Russian forces were wrestling for control of villages in eastern Ukraine near the beleaguered city of Bakhmut over the weekend, the latest flash point in a battle that Moscow views as crucial for its push to seize the whole of the eastern region of Donbas.
Ukraine’s general staff said on Sunday that its soldiers had repelled attacks on the small village of Blahodatne and several other settlements in the area. The statement came a day after Russia’s Wagner group, a private military company that has conducted much of the fighting around Bakhmut on Moscow’s behalf, claimed that its forces had captured Blahodatne.

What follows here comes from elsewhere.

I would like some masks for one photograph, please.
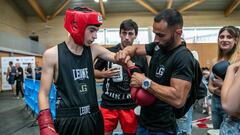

“Blahodatne is under our control,” Yevgeny Prigozhin, a Russian businessman and the head of the Wagner group, said on Saturday in a statement posted on a website for one of his companies. Russia’s defense ministry has not confirmed the report and the claim could not be independently verified. Mr. Prigozhin has sought to cast his mercenaries as the most effective fighting force in the area and previously has claimed credit for battlefield advances ahead of Kremlin confirmation.
Blahodatne lies between Soledar, a salt-mining town that Russian forces recently captured after weeks of intense fighting, and a road that runs north from the city of Bakhmut. The road serves as a crucial supply line for Ukrainian forces defending the city.
Since the summer, Bakhmut has become a focal point of the fighting in eastern Ukraine and the target of Moscow’s most significant offensive. Moscow aims to encircle Bakhmut, cut off its supply routes and then force the city’s defenders to withdraw. Despite some recent success, Russia’s progress in the campaign, which began over the summer, has been grindingly slow, and both sides have sustained heavy casualties in intense fighting.
But since capturing Soledar this month, Russian forces have stepped up shelling of the villages just west of it, including Blahodatne.
Many civilians have followed a directive from the government in Kyiv to leave Donetsk, which is home to Bakhmut and one of the two regions that make up the Donbas region. Civilians who have stayed remain vulnerable to shelling and artillery attacks, with dozens killed in recent weeks. Pavlo Kyrylenko, the head of Donetsk’s military administration, said on Sunday that five civilians had been killed a day earlier in the region.
Almost a year after Russia began its full-scale invasion of Ukraine, both sides are expected to launch renewed offensives in the coming months, as Kyiv puts to use the heavy weapons sent from the West and Russia deploys the huge numbers of men it drafted last year.
Amid warnings that Russian forces were regrouping for an anticipated spring offensive, Ukraine’s allies pledged new sophisticated weapons for the fight.
Germany and the United States announced last week that they would send battle tanks to Ukraine, a move that came after weeks of tense back-channel negotiations among Western officials. But it may be months before the tanks rumble across the battlefield.
Britain’s defense ministry said on Sunday that the first Ukrainian soldiers had arrived in Britain for training on the Challenger 2 tanks that were promised this month.
In a speech on Saturday, President Volodymyr Zelensky of Ukraine expressed gratitude for the latest vows of military aid but said his country’s allies should still do more.
“Ukraine needs long-range missiles, in particular, to remove this possibility of the occupiers to place their missile launchers somewhere far from the front line and destroy Ukrainian cities with them,” he said in an overnight address.
The city of Kherson, in southern Ukraine, has faced repeated strikes in recent weeks. On Sunday, shelling there killed at least three people and wounded six others, including a nurse, according to the regional military administration.
“Residents of Kherson, go to the nearest shelter or stay at home,” it said in a post on the Telegram messaging app. “In no case stay outside.”
Russian forces have shelled Kherson on a near-daily basis since their retreat from the city in November.
But the Kremlin has set full control of the Donbas, where it has held considerable ground since 2014, as its immediate military objective. To that end it has mobilized tens of thousands of new recruits, though it has failed to achieve sweeping territorial gains in the region in recent months.
The military authorities in Ukraine say that Moscow’s advances in the Donbas region have come at the expense of heavy casualties, not least among the ranks of the Wagner private military company. Some analysts of the conflict say that Wagner’s failure to secure Bakhmut, even after months of fighting, has dimmed its star in some Russian military circles.
The Institute for the Study of War, a think tank based in Washington, said in a report on Saturday that conventional Russian forces were “likely replacing exhausted” Wagner forces “to maintain the offensive in Bakhmut” after the capture of Soledar.
But Russia may be less willing to sustain heavy losses among regular conscripts than among Wagner fighters, the report said. “The Russians’ ability to execute large-scale rapid offensives on multiple axes this winter and spring is thus very questionable,” the report said.